白の嘘

カボチャ

2024.12.24. 23:00

 クリスマスパーティーをしている家族を横目に、俺はリビングを後にした。

 そして静かに玄関に向かう。

 夏用のスニーカーを履き、戸を開けると、白銀の世界が広がっていた。

 空からは大きめの雪がパラパラと舞っている。


「……さよなら」


 俺は振り返り、廊下に向かって小声でそう呟いた。

 しかし、リビングでわちゃわちゃしている家族には届かない。

 外に出ると、吐く息が白くなり、ジャンバーも着ていない俺はブルブルと震え始めた。

 ここまで冷えていると、野宿でもしたら死んでしまいそうだ。

 震える足で、我が家から離れる。

 始めはチラチラと我が家の窓を気にしながら歩いていたが、50メートルほど離れた頃から気にしなくなっていた。

 周りの視線を感じながら、俺は雪降る聖夜の町並みを歩く。

 23時を回っても、町にはカップルが溢れかえっていた。

 とても冬の夜の格好とは思えない俺を見て、リア充たちがひそひそ話をしている。


「ねえ、あの子ジャンバー着てないよ」

「うわマジだ。

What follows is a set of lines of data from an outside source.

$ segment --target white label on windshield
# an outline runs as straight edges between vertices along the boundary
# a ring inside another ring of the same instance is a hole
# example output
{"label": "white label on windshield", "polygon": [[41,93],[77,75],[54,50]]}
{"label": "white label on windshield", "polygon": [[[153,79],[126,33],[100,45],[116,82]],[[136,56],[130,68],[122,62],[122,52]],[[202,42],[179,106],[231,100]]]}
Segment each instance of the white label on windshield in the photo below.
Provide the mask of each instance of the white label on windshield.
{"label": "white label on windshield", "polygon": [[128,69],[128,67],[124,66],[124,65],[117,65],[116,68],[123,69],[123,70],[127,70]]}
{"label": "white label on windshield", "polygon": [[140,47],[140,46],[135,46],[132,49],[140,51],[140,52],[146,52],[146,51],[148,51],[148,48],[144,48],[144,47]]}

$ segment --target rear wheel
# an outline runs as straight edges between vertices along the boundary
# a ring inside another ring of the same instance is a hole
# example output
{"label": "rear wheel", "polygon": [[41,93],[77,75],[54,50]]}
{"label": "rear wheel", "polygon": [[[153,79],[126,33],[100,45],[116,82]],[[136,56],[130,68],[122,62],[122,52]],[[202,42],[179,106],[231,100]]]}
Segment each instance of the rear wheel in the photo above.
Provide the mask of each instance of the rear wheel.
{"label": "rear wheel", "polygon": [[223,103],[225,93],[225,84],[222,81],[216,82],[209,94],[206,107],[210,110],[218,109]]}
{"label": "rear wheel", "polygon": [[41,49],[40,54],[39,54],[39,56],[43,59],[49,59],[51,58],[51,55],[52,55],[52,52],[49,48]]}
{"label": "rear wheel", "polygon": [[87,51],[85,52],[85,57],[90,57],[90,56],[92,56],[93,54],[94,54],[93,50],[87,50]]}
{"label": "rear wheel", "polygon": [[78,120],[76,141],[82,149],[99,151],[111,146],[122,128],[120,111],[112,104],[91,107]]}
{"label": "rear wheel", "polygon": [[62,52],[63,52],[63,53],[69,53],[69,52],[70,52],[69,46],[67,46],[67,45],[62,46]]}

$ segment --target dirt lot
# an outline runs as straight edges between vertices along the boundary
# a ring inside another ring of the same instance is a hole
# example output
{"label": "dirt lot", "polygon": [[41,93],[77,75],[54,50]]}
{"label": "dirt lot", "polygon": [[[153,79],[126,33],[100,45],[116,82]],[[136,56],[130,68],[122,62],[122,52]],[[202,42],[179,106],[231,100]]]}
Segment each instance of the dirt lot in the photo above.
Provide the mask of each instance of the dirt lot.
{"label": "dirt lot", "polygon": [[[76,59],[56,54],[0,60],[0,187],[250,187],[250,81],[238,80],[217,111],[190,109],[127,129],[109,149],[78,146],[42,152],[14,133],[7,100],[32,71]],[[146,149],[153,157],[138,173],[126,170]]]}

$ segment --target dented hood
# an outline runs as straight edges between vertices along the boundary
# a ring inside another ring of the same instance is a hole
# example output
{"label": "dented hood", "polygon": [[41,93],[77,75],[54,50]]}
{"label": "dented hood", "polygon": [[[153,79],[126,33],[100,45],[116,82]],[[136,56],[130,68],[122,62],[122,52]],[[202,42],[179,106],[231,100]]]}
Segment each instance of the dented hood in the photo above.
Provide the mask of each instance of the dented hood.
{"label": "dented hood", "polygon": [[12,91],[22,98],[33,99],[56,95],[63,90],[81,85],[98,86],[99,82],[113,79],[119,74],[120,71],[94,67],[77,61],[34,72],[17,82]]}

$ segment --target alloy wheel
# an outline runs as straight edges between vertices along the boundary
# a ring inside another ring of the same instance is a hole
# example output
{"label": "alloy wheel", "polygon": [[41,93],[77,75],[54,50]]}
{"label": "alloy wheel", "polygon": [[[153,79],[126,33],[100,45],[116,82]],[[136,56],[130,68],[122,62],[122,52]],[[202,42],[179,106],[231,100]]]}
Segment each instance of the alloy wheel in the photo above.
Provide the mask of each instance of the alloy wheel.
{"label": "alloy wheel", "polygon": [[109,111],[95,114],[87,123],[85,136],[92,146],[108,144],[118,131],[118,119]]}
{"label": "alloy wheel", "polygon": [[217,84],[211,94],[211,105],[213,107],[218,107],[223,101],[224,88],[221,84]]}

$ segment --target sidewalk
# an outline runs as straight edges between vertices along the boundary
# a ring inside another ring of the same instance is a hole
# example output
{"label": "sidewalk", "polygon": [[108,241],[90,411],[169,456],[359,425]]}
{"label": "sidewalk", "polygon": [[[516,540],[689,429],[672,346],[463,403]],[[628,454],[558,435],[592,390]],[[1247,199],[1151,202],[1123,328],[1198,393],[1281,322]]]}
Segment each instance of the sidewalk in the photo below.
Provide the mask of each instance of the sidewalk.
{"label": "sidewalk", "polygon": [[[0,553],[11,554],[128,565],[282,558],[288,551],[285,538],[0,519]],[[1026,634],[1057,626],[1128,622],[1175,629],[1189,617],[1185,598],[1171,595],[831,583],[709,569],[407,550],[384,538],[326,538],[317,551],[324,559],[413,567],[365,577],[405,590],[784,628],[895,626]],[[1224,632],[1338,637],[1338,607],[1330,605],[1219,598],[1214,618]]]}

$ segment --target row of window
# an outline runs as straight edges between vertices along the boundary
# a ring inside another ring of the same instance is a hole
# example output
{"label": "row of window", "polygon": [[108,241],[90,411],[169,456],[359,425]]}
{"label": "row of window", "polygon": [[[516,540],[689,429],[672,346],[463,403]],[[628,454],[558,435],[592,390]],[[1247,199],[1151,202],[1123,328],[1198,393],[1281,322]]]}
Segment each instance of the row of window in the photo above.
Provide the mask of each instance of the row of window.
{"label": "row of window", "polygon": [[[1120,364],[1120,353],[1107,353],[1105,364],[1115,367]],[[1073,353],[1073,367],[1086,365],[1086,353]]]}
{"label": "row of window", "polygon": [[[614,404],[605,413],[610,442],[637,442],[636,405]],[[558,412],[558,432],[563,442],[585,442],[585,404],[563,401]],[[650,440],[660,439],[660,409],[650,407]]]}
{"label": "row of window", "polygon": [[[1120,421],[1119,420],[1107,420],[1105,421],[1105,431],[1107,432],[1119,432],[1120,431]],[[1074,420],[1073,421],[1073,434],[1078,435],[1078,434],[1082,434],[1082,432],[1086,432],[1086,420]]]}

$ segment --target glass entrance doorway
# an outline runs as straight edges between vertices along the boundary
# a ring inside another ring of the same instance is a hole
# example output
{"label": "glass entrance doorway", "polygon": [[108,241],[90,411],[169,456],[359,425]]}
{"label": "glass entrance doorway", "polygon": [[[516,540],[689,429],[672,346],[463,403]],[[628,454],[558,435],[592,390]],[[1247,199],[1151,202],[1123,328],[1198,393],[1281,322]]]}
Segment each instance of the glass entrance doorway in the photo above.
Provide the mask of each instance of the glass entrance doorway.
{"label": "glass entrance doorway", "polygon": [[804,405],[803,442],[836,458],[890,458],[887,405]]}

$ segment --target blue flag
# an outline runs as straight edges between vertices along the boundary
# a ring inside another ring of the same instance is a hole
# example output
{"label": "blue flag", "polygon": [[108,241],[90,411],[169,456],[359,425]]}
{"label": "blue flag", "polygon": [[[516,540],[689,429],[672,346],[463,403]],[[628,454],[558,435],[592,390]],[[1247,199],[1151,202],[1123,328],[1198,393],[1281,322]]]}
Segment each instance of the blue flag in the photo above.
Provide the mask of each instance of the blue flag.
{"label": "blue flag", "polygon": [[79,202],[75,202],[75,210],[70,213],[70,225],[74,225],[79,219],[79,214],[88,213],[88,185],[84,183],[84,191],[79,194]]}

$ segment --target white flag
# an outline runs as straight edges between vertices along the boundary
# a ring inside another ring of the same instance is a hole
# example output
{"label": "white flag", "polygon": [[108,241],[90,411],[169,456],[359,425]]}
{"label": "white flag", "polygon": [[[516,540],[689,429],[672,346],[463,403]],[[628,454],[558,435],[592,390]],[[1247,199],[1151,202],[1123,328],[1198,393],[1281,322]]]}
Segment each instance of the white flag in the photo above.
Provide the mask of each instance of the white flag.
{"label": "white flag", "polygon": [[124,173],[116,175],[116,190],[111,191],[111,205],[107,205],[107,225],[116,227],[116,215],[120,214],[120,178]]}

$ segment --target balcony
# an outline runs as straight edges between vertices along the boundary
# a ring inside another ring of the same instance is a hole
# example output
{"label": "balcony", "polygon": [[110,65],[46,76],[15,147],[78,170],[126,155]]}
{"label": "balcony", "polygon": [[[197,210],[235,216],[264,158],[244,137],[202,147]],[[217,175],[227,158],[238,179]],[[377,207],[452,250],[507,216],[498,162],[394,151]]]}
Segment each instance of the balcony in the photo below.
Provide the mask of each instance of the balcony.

バカじゃねえの?」

「あれじゃない? 冬でも半袖短パンの小学生男子いるじゃん。あんな感じで……」


 あのー、全部聞こえてるんですけど。

 俺だって、バカでこの格好をして家を出たわけではない。

 とはいえ流石に視線が痛いので、俺はこのカップルだらけの場所から離れることにした。

 向かった先は、近所の公園。

 ブランコや滑り台など遊具が充実しているため、昼間は小さな子どもたちがわんさかいる場所だが、この時間になると人の気配さえ無かった。


 もう、ここで良いや、と思った。

 

 俺はブランコに腰掛け、空を見上げた。

 雪が舞っているのに、月がきれいに見えていた。半月よりちょっと欠けている。

 もはや寒さの感覚も無くなってきた俺は、なんだか眠くなってきていた。

 目を閉じ、ブランコの鎖に身を寄せる。

 これがきっと、最後の感情だ。